This memorial marks the spot on North Fall Meadow, behind Dover Castle, where Louis
Bleriot crash landed after his
successful flight across the Channel from the French coast
Over the last hundred years, people have attempted, with varying levels of success, to
cross the Channel by many different means, from bathtubs to balloons, tunnels to bridges.
The pictures on this page celebrate the efforts of three of the pioneers - Louis
Bleriot, Charles Rolls and Matthew Webb.
Charles Rolls, first to fly the Channel both ways non-stop.
First to fly non-stop from England to France and back was Charles Rolls, partner in the
Rolls Royce Motor Company.
The building behind the Rolls statue was originally the County Skating Rink, later
converted to a sea-plane shed.

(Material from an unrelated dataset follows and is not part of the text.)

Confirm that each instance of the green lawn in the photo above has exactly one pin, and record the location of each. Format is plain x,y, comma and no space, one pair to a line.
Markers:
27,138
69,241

When no longer required for sea-planes it was
converted for military use, along with the drill-hall behind. The new A20 road from
the Eastern Docks to London now passes through the site and the statue has been re-sited.
Close-up of the head of Charles Rolls statue
Matthew Webb, the first man to swim across the Channel
The first of many to swim the Channel was Matthew Webb.
This bust of Mr. Webb stood on the sea-front opposite the once elegant East Cliff
mansions. It has been re-sited for road widening.
Swimming the Channel is now an annual event, with swimmers from all over the world
competing to be the fastest. Relay teams as well as individual swimmers regularly
attempt the 21-mile crossing. Some have even made the return trip.